I have a matrix of absorbance readings (one column per item) at different wavenumbers (rows). I want to enlarge my dataset with more synthetic data, and I am trying to fit an MvNormal to my matrix -as opposed to fitting a univariate Normal to each wavenumber separately. I am getting the following error:
Distributions.fit(MvNormal, myMatrix)
> ERROR: PosDefException: matrix is not positive definite; Cholesky factorization failed.
My matrix can’t be positive definite because it’s not a square matrix - the number of wavenumbers I am considering is not the same as the number of items I have scanned. Does this mean that I simply can’t fit a multivariate normal distribution to my data?
I’m pretty sure the columns are okay (I tend to double check these things many times). I also have fewer observations than wavelengths, which is the reason why I want to generate an extension of the dataset
You have more variables than observations so you’re hitting a problem with Distributions.jl: it only supports covariance matrices that are positive definite.
In your case the observation vectors are obviously linearly dependent so the covariance matrix is positive semidefinite. This is easy to reproduce:
julia> MvNormal(cov(randn(3, 5)))
ERROR: PosDefException: matrix is not positive definite; Cholesky factorization failed.
although as I understand that’s quite a hack: PSDMat is a subtype of AbstractPDMat so it pretends the matrix is positive definite. I don’t know if that can cause problems elsewhere…
I am no expert in linear algebra so I’m not entirely sure of the implications of PSDMating my covariate matrix to allow its use for the construction of an MvNormal, but it worked and I am now able to draw samples from that distribution that resemble real samples quite well.
Only one note: when doing cov(myMatrix), it is necessary to specify cov(myMatrix, dims=2).
Just to make sure I understand what is going on:
Fitting a Normal distribution to a vector of numbers is equivalent to constructing an N(mu, sigma^2) where mu is the mean of the vector and sigma^2 is its variance. Translating this to the present case of fitting a multivariate normal to my myMatrix (size pxn); Distributions.fit(MvNormal, myMatrix) is equivalent to MvNormal(mu, sigma) where mu is a vector (px1) containing the mean of each of its rows (variables) and sigma is its covariance matrix along the second dimension (size pxp). In order to allow this covariance matrix to be used to construct an MvNormal, it has to be of type PSDMat.

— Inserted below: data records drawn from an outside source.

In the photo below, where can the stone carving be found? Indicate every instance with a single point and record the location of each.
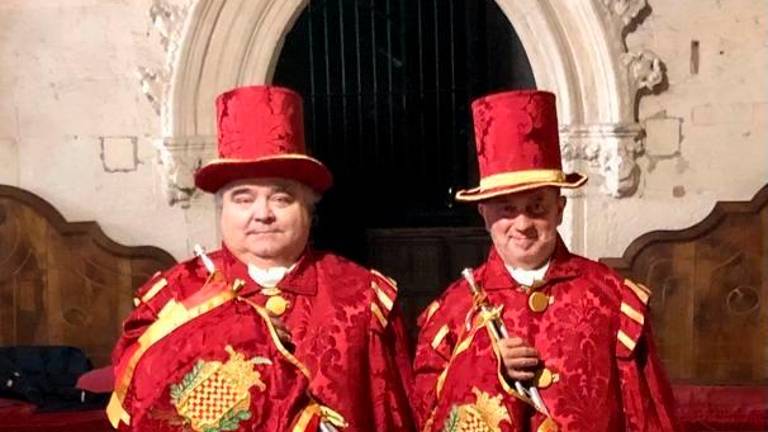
(176, 167)
(621, 143)
(644, 69)
(610, 149)
(627, 10)
(179, 158)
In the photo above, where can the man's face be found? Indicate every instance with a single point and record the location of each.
(523, 225)
(266, 222)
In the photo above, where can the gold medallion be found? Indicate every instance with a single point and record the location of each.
(270, 291)
(277, 305)
(544, 378)
(538, 301)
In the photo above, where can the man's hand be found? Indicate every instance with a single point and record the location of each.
(282, 330)
(520, 359)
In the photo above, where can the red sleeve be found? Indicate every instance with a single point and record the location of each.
(647, 398)
(433, 351)
(147, 301)
(391, 377)
(646, 394)
(390, 366)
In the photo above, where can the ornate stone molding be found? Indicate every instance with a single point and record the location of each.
(609, 149)
(626, 10)
(644, 69)
(179, 158)
(176, 156)
(576, 49)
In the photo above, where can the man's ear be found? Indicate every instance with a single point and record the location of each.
(561, 202)
(482, 209)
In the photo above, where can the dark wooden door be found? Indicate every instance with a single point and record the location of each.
(387, 86)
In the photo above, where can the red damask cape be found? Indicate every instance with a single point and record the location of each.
(208, 362)
(347, 332)
(601, 371)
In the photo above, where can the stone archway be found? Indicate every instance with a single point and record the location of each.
(576, 49)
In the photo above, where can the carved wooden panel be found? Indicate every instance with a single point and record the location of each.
(65, 282)
(709, 282)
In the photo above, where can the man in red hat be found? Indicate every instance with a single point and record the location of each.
(332, 326)
(536, 338)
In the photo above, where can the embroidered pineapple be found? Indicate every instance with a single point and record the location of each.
(485, 415)
(215, 396)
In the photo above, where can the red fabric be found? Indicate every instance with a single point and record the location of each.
(575, 337)
(355, 368)
(259, 121)
(714, 408)
(261, 134)
(273, 407)
(20, 417)
(516, 131)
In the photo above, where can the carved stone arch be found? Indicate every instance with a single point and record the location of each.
(576, 49)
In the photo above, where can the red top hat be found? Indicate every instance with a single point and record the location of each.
(261, 134)
(517, 145)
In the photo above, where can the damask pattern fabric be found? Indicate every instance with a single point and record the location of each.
(601, 381)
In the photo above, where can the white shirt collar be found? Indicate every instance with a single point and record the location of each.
(269, 277)
(528, 277)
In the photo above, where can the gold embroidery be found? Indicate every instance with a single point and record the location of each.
(485, 415)
(641, 291)
(171, 317)
(632, 313)
(215, 395)
(431, 310)
(159, 285)
(626, 340)
(380, 316)
(439, 336)
(382, 296)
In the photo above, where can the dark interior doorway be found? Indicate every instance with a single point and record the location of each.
(387, 86)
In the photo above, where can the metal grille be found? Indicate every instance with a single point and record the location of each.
(387, 86)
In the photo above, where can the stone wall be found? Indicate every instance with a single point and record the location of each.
(75, 126)
(706, 131)
(81, 118)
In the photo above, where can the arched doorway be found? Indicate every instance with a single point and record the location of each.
(387, 86)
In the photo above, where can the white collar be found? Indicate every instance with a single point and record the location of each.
(528, 277)
(269, 277)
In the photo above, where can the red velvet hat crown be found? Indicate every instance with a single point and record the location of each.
(517, 145)
(261, 134)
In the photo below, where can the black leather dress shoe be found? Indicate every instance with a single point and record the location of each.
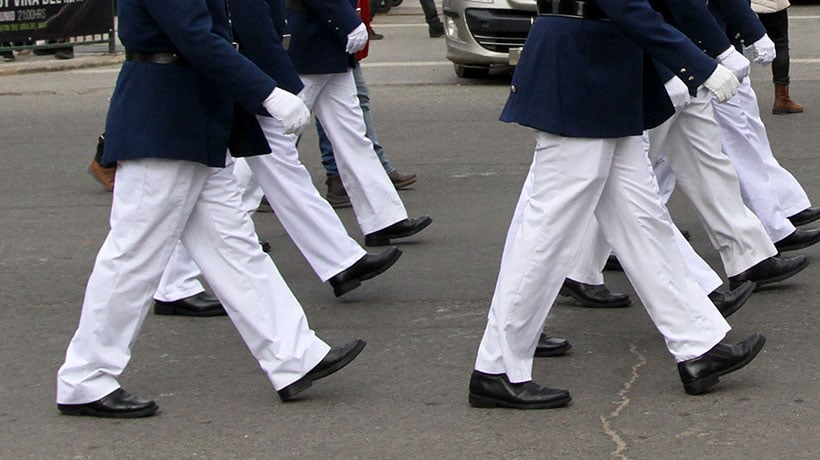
(731, 301)
(613, 264)
(551, 346)
(400, 229)
(799, 239)
(700, 374)
(770, 270)
(365, 268)
(594, 295)
(495, 390)
(805, 216)
(202, 304)
(334, 360)
(117, 404)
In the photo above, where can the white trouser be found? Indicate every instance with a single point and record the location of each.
(181, 276)
(690, 140)
(595, 250)
(768, 189)
(307, 217)
(156, 203)
(332, 99)
(569, 181)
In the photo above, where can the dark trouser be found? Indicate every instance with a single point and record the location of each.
(777, 27)
(430, 13)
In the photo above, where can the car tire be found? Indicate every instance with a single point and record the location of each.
(471, 71)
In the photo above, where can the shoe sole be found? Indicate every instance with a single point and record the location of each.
(291, 391)
(483, 402)
(385, 240)
(553, 352)
(702, 385)
(402, 184)
(71, 409)
(777, 278)
(795, 247)
(354, 283)
(170, 310)
(591, 303)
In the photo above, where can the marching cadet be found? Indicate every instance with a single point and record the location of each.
(581, 60)
(168, 127)
(325, 35)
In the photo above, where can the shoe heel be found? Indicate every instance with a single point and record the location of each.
(343, 289)
(701, 386)
(163, 309)
(70, 409)
(289, 392)
(481, 401)
(376, 241)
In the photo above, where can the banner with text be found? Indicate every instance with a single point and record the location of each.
(24, 20)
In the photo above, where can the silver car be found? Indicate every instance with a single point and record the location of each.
(482, 34)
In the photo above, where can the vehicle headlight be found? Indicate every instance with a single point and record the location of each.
(450, 28)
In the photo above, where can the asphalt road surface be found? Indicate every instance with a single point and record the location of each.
(406, 395)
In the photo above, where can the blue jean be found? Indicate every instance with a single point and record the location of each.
(326, 147)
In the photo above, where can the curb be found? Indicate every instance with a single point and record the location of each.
(55, 65)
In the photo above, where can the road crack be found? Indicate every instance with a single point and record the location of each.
(606, 420)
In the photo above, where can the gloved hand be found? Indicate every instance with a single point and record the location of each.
(722, 83)
(678, 92)
(289, 109)
(736, 62)
(356, 39)
(763, 50)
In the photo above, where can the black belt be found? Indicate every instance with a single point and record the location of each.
(297, 5)
(572, 8)
(161, 57)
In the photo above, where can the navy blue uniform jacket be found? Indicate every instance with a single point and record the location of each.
(742, 25)
(595, 79)
(319, 35)
(179, 111)
(258, 27)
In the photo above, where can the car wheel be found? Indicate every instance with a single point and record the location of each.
(471, 72)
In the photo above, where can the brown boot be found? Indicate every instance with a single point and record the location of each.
(783, 103)
(336, 193)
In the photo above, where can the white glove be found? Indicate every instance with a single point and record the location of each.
(722, 83)
(678, 92)
(289, 109)
(357, 39)
(736, 62)
(763, 50)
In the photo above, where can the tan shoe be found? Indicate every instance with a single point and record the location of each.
(105, 176)
(783, 103)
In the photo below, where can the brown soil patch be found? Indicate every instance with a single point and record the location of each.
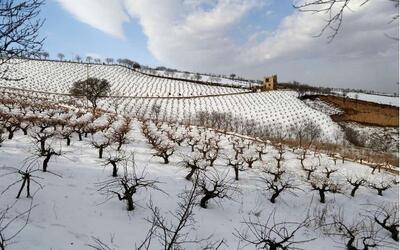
(368, 113)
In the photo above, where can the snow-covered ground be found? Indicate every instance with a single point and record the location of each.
(70, 210)
(58, 77)
(266, 110)
(381, 99)
(205, 78)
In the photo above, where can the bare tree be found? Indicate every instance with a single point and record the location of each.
(387, 216)
(120, 135)
(61, 56)
(47, 153)
(324, 185)
(8, 229)
(101, 145)
(272, 235)
(357, 235)
(164, 150)
(126, 186)
(195, 162)
(237, 166)
(114, 160)
(328, 171)
(19, 32)
(26, 176)
(310, 170)
(333, 11)
(177, 234)
(40, 138)
(276, 187)
(356, 183)
(250, 157)
(214, 185)
(109, 60)
(92, 89)
(380, 186)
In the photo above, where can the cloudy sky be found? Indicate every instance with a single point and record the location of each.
(251, 38)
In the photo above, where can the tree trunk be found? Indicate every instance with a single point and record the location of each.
(129, 203)
(353, 191)
(189, 176)
(273, 197)
(166, 160)
(42, 147)
(204, 201)
(45, 162)
(236, 173)
(28, 188)
(10, 133)
(101, 152)
(22, 187)
(322, 195)
(115, 169)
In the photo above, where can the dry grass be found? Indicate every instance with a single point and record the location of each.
(367, 113)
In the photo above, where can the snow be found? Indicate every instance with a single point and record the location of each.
(136, 94)
(381, 99)
(70, 210)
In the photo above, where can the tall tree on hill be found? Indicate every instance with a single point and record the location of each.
(19, 32)
(333, 12)
(92, 88)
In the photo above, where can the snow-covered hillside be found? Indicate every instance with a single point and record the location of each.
(72, 210)
(381, 99)
(276, 110)
(57, 77)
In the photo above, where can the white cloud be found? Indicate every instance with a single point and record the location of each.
(105, 15)
(199, 35)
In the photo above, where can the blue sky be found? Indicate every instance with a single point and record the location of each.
(67, 35)
(251, 38)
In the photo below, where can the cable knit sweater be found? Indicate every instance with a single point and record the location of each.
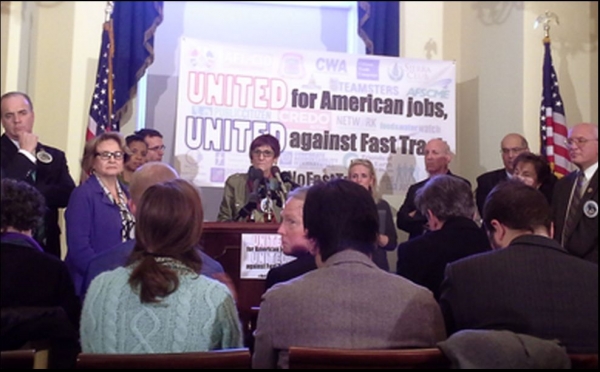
(199, 316)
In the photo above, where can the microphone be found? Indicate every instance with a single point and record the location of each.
(277, 173)
(287, 177)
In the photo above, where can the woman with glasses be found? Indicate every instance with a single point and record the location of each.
(256, 195)
(97, 216)
(362, 171)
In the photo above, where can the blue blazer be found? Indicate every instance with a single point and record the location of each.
(93, 225)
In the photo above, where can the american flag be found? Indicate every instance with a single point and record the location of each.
(553, 124)
(102, 117)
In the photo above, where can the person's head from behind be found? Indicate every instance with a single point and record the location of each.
(511, 146)
(340, 215)
(137, 151)
(583, 145)
(292, 231)
(154, 140)
(444, 197)
(531, 169)
(23, 207)
(513, 209)
(168, 227)
(362, 172)
(103, 155)
(264, 153)
(437, 156)
(145, 176)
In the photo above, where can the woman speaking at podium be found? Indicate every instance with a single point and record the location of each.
(256, 196)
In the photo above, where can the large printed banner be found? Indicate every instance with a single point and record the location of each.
(325, 108)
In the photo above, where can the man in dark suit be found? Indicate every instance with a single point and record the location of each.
(293, 240)
(24, 158)
(579, 232)
(448, 204)
(511, 146)
(437, 158)
(530, 284)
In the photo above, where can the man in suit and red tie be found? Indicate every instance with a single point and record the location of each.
(575, 199)
(511, 146)
(24, 158)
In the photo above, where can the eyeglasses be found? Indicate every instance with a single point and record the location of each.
(106, 155)
(157, 148)
(514, 150)
(578, 141)
(265, 153)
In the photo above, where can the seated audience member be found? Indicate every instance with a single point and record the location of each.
(511, 146)
(529, 284)
(147, 175)
(348, 302)
(534, 171)
(154, 141)
(159, 303)
(97, 217)
(30, 277)
(448, 204)
(362, 171)
(254, 186)
(437, 158)
(575, 198)
(135, 156)
(294, 241)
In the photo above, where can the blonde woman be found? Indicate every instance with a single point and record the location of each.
(362, 172)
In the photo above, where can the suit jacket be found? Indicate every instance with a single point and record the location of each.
(583, 242)
(52, 180)
(31, 278)
(424, 258)
(290, 270)
(349, 303)
(117, 256)
(93, 225)
(415, 225)
(485, 183)
(533, 287)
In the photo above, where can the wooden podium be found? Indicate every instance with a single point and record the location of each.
(222, 241)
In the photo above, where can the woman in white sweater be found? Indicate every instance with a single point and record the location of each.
(159, 303)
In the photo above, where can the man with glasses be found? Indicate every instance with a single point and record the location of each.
(575, 200)
(154, 140)
(24, 158)
(511, 146)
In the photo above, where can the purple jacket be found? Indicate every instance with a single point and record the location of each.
(93, 225)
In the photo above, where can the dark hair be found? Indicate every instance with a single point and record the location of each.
(541, 166)
(518, 206)
(169, 224)
(446, 196)
(147, 132)
(23, 206)
(13, 94)
(339, 215)
(128, 141)
(266, 140)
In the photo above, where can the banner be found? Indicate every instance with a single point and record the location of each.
(325, 108)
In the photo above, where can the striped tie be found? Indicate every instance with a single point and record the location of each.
(574, 207)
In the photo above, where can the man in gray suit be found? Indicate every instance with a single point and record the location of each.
(348, 302)
(530, 284)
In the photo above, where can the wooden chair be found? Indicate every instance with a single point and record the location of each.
(584, 361)
(215, 359)
(325, 358)
(24, 359)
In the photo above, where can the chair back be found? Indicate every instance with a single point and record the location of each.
(214, 359)
(325, 358)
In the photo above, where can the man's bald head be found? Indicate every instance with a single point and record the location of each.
(148, 175)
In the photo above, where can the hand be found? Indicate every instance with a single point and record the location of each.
(28, 142)
(226, 279)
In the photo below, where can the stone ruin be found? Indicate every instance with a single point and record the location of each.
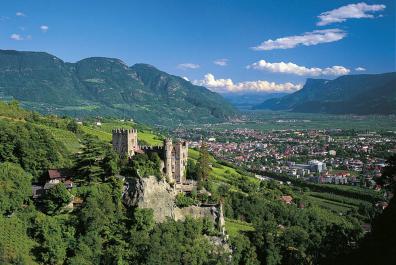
(174, 155)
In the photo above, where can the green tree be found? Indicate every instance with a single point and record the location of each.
(56, 198)
(15, 187)
(203, 166)
(73, 126)
(90, 164)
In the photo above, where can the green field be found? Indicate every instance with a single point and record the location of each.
(331, 205)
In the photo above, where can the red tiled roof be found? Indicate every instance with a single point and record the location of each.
(287, 199)
(54, 174)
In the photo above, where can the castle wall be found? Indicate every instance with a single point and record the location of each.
(125, 142)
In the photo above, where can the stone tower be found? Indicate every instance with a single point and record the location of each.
(175, 156)
(169, 162)
(125, 142)
(181, 154)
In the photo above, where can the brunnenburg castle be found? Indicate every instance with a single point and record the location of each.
(174, 155)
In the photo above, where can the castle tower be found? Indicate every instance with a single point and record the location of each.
(181, 155)
(125, 142)
(168, 157)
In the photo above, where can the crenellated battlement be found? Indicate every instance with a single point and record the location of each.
(124, 131)
(125, 142)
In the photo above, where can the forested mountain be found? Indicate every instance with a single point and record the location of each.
(102, 229)
(106, 87)
(356, 94)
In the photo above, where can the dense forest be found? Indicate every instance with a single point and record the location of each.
(101, 229)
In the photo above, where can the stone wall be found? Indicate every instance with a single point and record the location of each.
(160, 196)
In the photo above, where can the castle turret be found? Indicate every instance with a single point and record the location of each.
(169, 162)
(125, 141)
(181, 155)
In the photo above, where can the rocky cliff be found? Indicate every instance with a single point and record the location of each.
(160, 196)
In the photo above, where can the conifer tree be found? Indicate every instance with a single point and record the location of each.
(203, 167)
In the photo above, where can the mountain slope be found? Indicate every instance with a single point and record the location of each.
(357, 94)
(101, 86)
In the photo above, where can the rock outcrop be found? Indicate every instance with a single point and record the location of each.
(160, 196)
(151, 193)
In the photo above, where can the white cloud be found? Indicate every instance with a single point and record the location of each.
(307, 39)
(188, 66)
(227, 85)
(341, 14)
(15, 36)
(44, 28)
(221, 62)
(19, 37)
(292, 68)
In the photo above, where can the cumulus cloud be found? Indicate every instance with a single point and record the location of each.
(341, 14)
(44, 28)
(188, 66)
(221, 62)
(227, 85)
(292, 68)
(307, 39)
(15, 36)
(19, 37)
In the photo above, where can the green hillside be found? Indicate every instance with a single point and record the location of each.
(101, 86)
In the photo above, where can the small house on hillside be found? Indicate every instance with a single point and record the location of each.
(287, 199)
(55, 176)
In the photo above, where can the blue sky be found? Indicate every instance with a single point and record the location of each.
(257, 45)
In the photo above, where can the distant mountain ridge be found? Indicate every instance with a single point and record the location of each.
(100, 86)
(350, 94)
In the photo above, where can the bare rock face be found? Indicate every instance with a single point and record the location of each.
(160, 196)
(151, 193)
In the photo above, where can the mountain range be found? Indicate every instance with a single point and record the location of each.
(350, 94)
(101, 86)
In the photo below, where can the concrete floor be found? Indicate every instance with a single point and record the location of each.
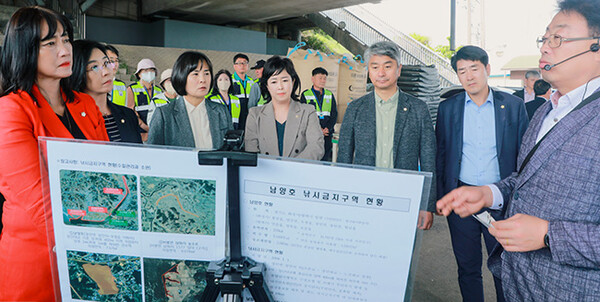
(437, 278)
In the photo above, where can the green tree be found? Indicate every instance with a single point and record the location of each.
(442, 50)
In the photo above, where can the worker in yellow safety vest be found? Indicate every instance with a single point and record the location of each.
(140, 93)
(324, 103)
(119, 93)
(242, 85)
(222, 93)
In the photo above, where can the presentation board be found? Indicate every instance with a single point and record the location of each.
(140, 223)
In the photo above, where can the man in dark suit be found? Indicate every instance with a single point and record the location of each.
(550, 239)
(478, 136)
(542, 91)
(389, 128)
(527, 94)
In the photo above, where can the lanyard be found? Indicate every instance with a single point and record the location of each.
(588, 100)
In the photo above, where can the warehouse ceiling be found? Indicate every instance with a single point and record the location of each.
(239, 12)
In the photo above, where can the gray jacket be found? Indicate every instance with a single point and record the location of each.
(303, 137)
(414, 138)
(560, 184)
(171, 125)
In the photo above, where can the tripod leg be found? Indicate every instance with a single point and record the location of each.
(211, 291)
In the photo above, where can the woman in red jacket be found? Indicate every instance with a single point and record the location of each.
(36, 60)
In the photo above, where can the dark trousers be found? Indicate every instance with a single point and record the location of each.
(465, 234)
(328, 146)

This is the final working code:
using PDMatsExtras
μ = mean(myMatrix, dims = 2) |> vec
σ = PSDMat(cov(myMatrix, dims = 2))
multiNormal = MvNormal(μ, σ)
new = rand(multiNormal, 100) # draw 100 elements from this distribution
plot(new[36]) #plot some random element to check visually that it resembles the original data
Yes that’s right! A few details: dims=2 is required because your observations are along the second dimension; a vector in Julia is not the same as a px1 matrix (that’s why you need the vec in your example); the PSDMat type is required only if the matrix happens to be positive semidefinite; and while we’re in the details: the usual symbol for the covariance matrix is an uppercase sigma: Σ.
Also I think to get the exactly the same result as fit you would need to call cov with corrected=false (not sure if that’s intended behavior or a bug in fit).